The following April the government raided a city centre hotel to shoot dead a group - including an Irishman - accused of plotting to assassinate Mr Morales. To this day many Cruceños consider the operation a false flag attack carried out to silence rebellion. Dozens of prominent local leaders were charged with terrorism and many more fled.

The leftover members of the Santa Cruz elite reached a swift truce with the government, welcoming government decrees that made it easier to develop slash-and-burn agriculture projects.

Members of the One Socialist party attend a town council in La Paz - Credit: Reuters
Members of the One Socialist party attend a town council in La Paz Credit: Reuters

In the years since, however, Bolivia has undergone an unprecedented economic and social change. Mr Morales' governing MAS party nationalised the gas industry and boosted social spending.

The economy grew at a steady rate of around five per cent, well above the regional average, poverty fell from 60 per cent to 35 per cent and illiteracy was eradicated.

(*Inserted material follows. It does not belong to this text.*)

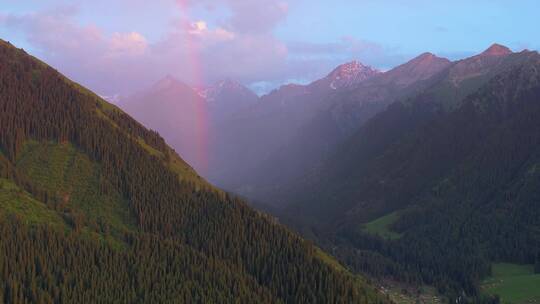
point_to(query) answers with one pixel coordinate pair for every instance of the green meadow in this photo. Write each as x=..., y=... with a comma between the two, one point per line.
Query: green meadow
x=515, y=284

The country’s indigenous groups – large sections of which had been neglected under previous governments – became actively engaged in politics. In the 2015 elections MAS representative Adriana Salvatierra, then aged just 26, was elected senator for Santa Cruz as her party won the department with 49 per cent of the vote.

“We won because we delivered on our promise to democratise wealth through nationalisation and economic growth,” she says from a campaign office adorned with a large pop-art portrait of Che Guevara, the hero of the Cuban revolution who was captured and executed close to Santa Cruz in 1967.

“More than three million Bolivians have left poverty and joined the middle classes.”

However, the fires that destroyed more than four million hectares of arable and dry forest in the department in August and September have stoked popular discontent, and the opposition are reenergised. The last polls gave Mr Morales just 24.6 per cent of voter intention.

On October 5, over one million people attended the cabildo, a mass protest in Santa Cruz. The opposition have long criticised Mr Morales’ growing autocratic tendencies.

Bolivia's President and presidential candidate Evo Morales speaks during a political rally in El Alto, Bolivia - Credit: AFP
Bolivia's President and presidential candidate Evo Morales speaks during a political rally in El Alto, Bolivia Credit: AFP

Last year the courts – loyal to the president – overturned a referendum result in which Bolivian’s had narrowly voted to prevent him running for a fourth time.

However, the forest fires have added a new element. Cruceños blame them a rash of decrees introduced by Morales that make it easier for associations of “colonisers” to burn and settle forest lands and to pardon illegal deforestation.

According to Luis Fernando Camacho, president of the Comité Santa Cruz the civil society group that organised the cabildo, the government’s motive has always been to overwhelm rural municipalities with MAS-voting settlers from the Andean region.

“They’ve come from the interior to occupy, to damage and then leave,” he says.

Tensions between inhabitants of the eastern lowlands and the Andean populations are long-standing but the impact of the fires may convince poor, rural voters such as Mr Garcia – Morale’s natural base – to vote against him. Camacho also used the opportunity to return the topic of federalism to the table.

“We don’t want to separate [from Bolivia] nor keep all the resources for ourselves but give the regions the power to manage their own development plans.”

Currently polling at 36 per cent nationwide, and requiring 40 per cent plus a 10 point margin to avoid a second round, Morales faces his toughest campaign yet. Were he to return to power, the MAS is likely to be in a minority position in the legislature.

On Wednesday Morales closed his Santa Cruz campaign at a rally in north of the city telling his blue and black clad supporters “We will keep defeating the separatists and those who would sell the country.” Inside the blue and black clad MAS supporters chanted “Evo, our friend, the people are with you.”

Outside riot police broke up an opposition protest with teargas. “I voted for Evo twice before but he’s been president too long” says Rudy Calizaya a 28-year-old student whose parents migrated from the highlands.

“He has done great things for indigenous Bolivians, but it is time for him to go.”